New Texas Legislature Faces Tough Agenda

Battle over a formula for fair school financing is set to resume

CRIMINAL justice, prison overcrowding, cuts in human services - the list of issues facing the new Texas Legislature is daunting. But education finance looms the largest.

The Lone Star State's 50-member Senate and 150-member House of Representatives convene in regular session for six months every two years. Last week members of the 73rd Legislature were sworn in, but because many attended the presidential inauguration festivities in Washington, business is just starting to get under way.

The top priority, state officials agree, is to devise a fair and equitable system of financing public education.

This issue has dogged Texas for a quarter-century, as one system after another was successfully challenged in court by plaintiffs.

Currently, school districts get some money from the state. They raise more through property taxes. And multidistrict entities called Countywide Education Districts (CED) levy a second property tax meant to transfer money from wealthy districts to their poorer neighbors. This last source was set up by the Legislature to satisfy a court demand for equalization of school financing.

A wealthy school district, however, obtained a court ruling that the CED tax represented an unconstitutional statewide property tax. The state Supreme Court has allowed the CED system to remain in place until the end of this school year. Then the court will close Texas public schools unless legislators craft an acceptable solution.

They failed to do that in a bitter special session last fall. Now they must draft an amendment to the state constitution in less than a month in order to put it before voters in a May 1 election.

The state Senate's Education Committee chairman, Bill Ratliff (R), this week proposed an amendment that would preserve the CEDs but cap the tax rate at 90 cents per $100 of property value. It would allow the Legislature either to set the actual rate or let voters do so within their CEDs.

Just in case the amendment fails, Senator Ratliff also proposed a law that would also let voters within the CED set the rate. This should address the court's objection to the tax.

Committee appointments in the Texas House will not be made until tomorrow.

So an informal, bipartisan collection of state representatives referred to as the School Finance Working Group has been wrestling with the issue. It plans to propose that only the 97 wealthiest districts out of more than 1,000 be made to share money.

What none of the pending legislation addresses is the shortfall of state funds. Revenues for the 1994-95 biennium are forecast to fall short of needs by at least $3 billion, or 5 percent. Just to keep up with growth in the number of students, the schools will need an additional $1.2 billion.

Last fall Gov. Ann Richards (D) talked of finding an extra $650 million for schools. Now, Camille Meyer, a legislative aide on education to state Rep. Libby Linebarger (D), says that amount may be cut to $350 million, and possibly to zero.

"It's not a pretty picture for any school district," adds Stephanie Korcheck, a policy analyst on the state Senate Education Committee.

State Sen. Peggy Rosson (D) of El Paso, one of the nation's poorest cities, notes that simply redividing the education money in her district is not adequate. "We have no property-rich school districts whatsoever" in the El Paso CED. "What we have is the poor sharing with the poverty-stricken."

One answer would be to increase taxes - a subject that cuts across all the issues facing the Legislature. "The people have been saying pretty clearly that they don't want their taxes raised," says state Sen. Jeff Wentworth (R).
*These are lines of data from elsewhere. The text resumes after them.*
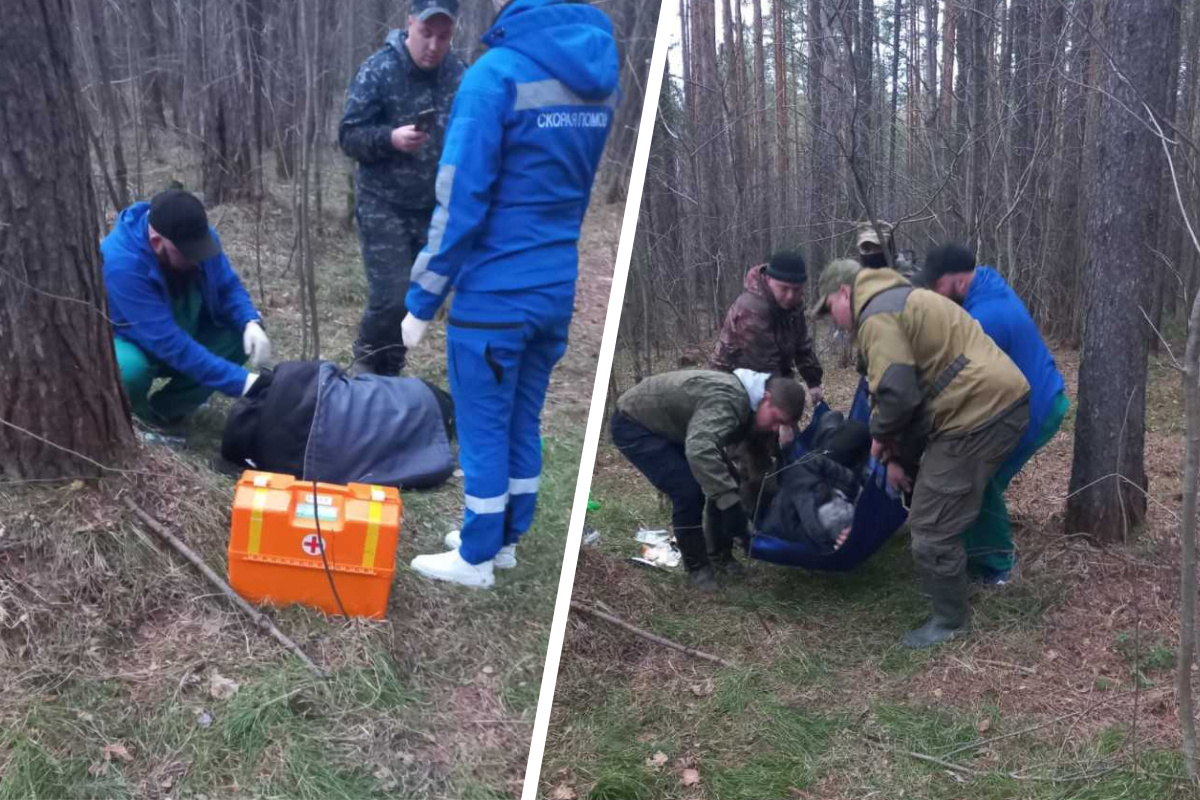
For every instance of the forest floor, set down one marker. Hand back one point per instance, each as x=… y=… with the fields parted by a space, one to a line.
x=1063 y=690
x=114 y=654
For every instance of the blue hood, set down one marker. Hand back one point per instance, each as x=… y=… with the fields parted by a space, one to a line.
x=141 y=308
x=130 y=235
x=571 y=42
x=988 y=284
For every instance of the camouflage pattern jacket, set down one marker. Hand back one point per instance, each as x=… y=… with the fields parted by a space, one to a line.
x=388 y=92
x=761 y=336
x=706 y=411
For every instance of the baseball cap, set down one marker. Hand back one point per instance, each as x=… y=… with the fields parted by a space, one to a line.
x=425 y=8
x=838 y=274
x=180 y=218
x=943 y=260
x=865 y=234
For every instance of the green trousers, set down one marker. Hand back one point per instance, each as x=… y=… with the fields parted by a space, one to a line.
x=989 y=541
x=180 y=395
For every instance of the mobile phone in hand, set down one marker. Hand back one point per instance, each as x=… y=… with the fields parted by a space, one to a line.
x=426 y=119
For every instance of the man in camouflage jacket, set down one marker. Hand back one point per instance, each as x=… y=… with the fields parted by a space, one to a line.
x=765 y=328
x=414 y=72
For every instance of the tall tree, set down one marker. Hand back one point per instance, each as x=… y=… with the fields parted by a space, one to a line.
x=760 y=82
x=781 y=156
x=61 y=407
x=819 y=190
x=1111 y=425
x=108 y=101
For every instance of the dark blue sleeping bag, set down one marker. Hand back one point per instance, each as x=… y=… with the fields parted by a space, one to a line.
x=879 y=512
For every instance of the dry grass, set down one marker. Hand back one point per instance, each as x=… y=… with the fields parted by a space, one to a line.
x=107 y=641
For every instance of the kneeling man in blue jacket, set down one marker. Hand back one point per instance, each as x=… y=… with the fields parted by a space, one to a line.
x=525 y=139
x=951 y=271
x=178 y=310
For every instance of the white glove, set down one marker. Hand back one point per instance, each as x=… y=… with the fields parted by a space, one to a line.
x=256 y=344
x=412 y=330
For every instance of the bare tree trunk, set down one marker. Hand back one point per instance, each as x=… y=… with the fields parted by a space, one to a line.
x=1188 y=535
x=150 y=77
x=1110 y=427
x=817 y=188
x=61 y=408
x=897 y=25
x=864 y=77
x=763 y=169
x=783 y=173
x=108 y=101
Texas is one of the few states with no state income tax, but Senator Wentworth says he knows of no official who favors passing one. "This cuts across party lines. This is not a Republican position," he says, adding that the lack of income tax is the main reason business owners from out of state cite for moving their businesses to Texas.

Wentworth adds that recent Legislatures have boosted the budget by as much as 20 percent through revenue growth and new taxes. "Somewhere we need to begin to live within our means without raising taxes every time we come up here," he says. This time around that will require "setting some hard priorities."

Texas ranks near the bottom in spending on social services, but those programs will feel the brunt of budget cuts. The strategy behind the draft budget proposed by the leadership in the House and Senate is to cut state payments as much as possible while reducing federal matching funds as little as possible.

For instance, "medically needy" coverage under Medicaid is an optional offering. It is proposed for elimination in Texas, cutting off 18,000 clients with "high medical needs."

Also, payments under Aid to Families with Dependent Children would shrink to $46.50 per month from $57. And 7,000 people who would otherwise participate in the program would be excluded, for a savings of $31 million.

Prisons and criminal justice are also vexing problems. Bond money will let Texas add 30,000 prison beds by 1995 to the 50,000 it already has. One aim is to have the capacity to keep violent offenders behind bars longer.

Violent offenders now serve on average only one month for each year sentenced.

It costs the state $31,000 per year to incarcerate inmates, and even with the extra capacity, a prisoner's stay will lengthen by only 8.5 months per year sentenced.

"We'll never build ourselves out of the crime problem," says state Sen. Ken Armbrister (D).